The movie revolves around the two main protagonists, Shardul (Rajkumar Rao) and Sumi (Bhumi Pednekar). Shardul is a policeman who’s gay. He is so proud of the fact that he is a gay policeman and finds it extremely ironic. Sumi is a PE teacher and contrary to people’s expectations of what subjects a female teacher should teach, she is very good at it. Sumi is a lesbian but there is one factor that puts Shardul and Sumi in the same position, they are both closeted members, meaning no one knows about their sexual orientation.
Family pressure and societal expectations lead them to find each other and enter into a marriage of convenience, also called a lavender marriage. Coming from a small town, the people are narrow-minded when it comes to the age of marriage. The first half of the movie is about how Shardul and Sumi adjust in this pattern of living as roommates which sure does help them get away from those family comments and concerns. While living in this arrangement, they are also trying to find who they really are with their real partners. Things do get a little annoying but their quest does not stop.
The second half of the movie is very crucial as it is about de-stigmatising their identity with their family. Although very difficult, the director is in no mood of pleasing anyone and that is quite visible in the movie. This is because no one should have to justify their sexual orientation to anyone, not even their family. Another very important character that I loved in the film was Sumi’s girlfriend, Rimjhim (Chum Darang). Her chemistry with Sumi is amazing and the cinematography of intimate scenes was done brilliantly.
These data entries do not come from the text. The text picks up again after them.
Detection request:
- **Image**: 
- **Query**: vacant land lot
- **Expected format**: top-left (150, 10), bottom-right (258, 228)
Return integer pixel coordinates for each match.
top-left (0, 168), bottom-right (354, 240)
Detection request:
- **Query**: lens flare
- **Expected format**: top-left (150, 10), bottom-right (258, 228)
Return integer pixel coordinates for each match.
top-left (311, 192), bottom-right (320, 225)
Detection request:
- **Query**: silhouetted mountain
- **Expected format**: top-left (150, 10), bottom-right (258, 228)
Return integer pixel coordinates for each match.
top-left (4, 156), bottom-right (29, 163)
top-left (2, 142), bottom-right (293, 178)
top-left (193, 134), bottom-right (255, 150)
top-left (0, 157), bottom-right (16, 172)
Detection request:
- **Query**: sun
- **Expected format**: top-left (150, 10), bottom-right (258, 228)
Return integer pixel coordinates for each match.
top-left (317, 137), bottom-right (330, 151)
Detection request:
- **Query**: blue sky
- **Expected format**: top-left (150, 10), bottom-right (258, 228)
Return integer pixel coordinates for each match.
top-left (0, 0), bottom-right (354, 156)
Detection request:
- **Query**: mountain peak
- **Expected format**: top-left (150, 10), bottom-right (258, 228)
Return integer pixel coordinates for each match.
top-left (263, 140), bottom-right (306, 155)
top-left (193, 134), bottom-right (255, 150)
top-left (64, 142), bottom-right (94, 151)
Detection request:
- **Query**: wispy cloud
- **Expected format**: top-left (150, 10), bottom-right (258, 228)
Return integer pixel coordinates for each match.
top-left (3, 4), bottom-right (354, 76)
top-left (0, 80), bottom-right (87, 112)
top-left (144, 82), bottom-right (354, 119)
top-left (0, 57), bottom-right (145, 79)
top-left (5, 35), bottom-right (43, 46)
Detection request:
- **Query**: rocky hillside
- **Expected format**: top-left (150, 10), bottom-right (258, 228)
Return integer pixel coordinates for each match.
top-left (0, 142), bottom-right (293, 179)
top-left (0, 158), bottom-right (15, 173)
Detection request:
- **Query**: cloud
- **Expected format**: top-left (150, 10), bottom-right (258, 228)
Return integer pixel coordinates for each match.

Coming to the cast and concept of the movie, both Rao and Pednekar seem to have absorbed the roles of Shardul and Sumi respectively. One very important point worth mentioning is – It takes guts to perform such unconventional characters in a country like India. To do that with a splash of confidence only adds on to how well the movie does. Both Rao and Pednekar have done such fantastic jobs as Shardul and Sumi, being very real to the character and unapologetic even. They are not trying to prove to anyone or please them but they are trying to get comfortable under their own skin. Rajkumar Rao has caught on to the accent and witty dialogues along with his biceps pretty well and that is how he has tried to give a different image to gay characters onscreen. Bhumi is super cool and is so into the character of Sumi, at no point does she look uncomfortable in this new area.
All in all, ‘Badhaai Do’ is a great watch with family, I say, it’s a must watch with family. With such movies, Bollywood is taking baby steps towards a healthier and more accepting culture that is much needed, I must add. We are scared of society in general but it might get very difficult for people to deal with their own families as well. To feel the need to justify oneself to our own family seems extremely taxing and so many people have been doing it for a long time. This movie has done a good job in portraying the daily life struggles of people in such situations, that too unabashedly!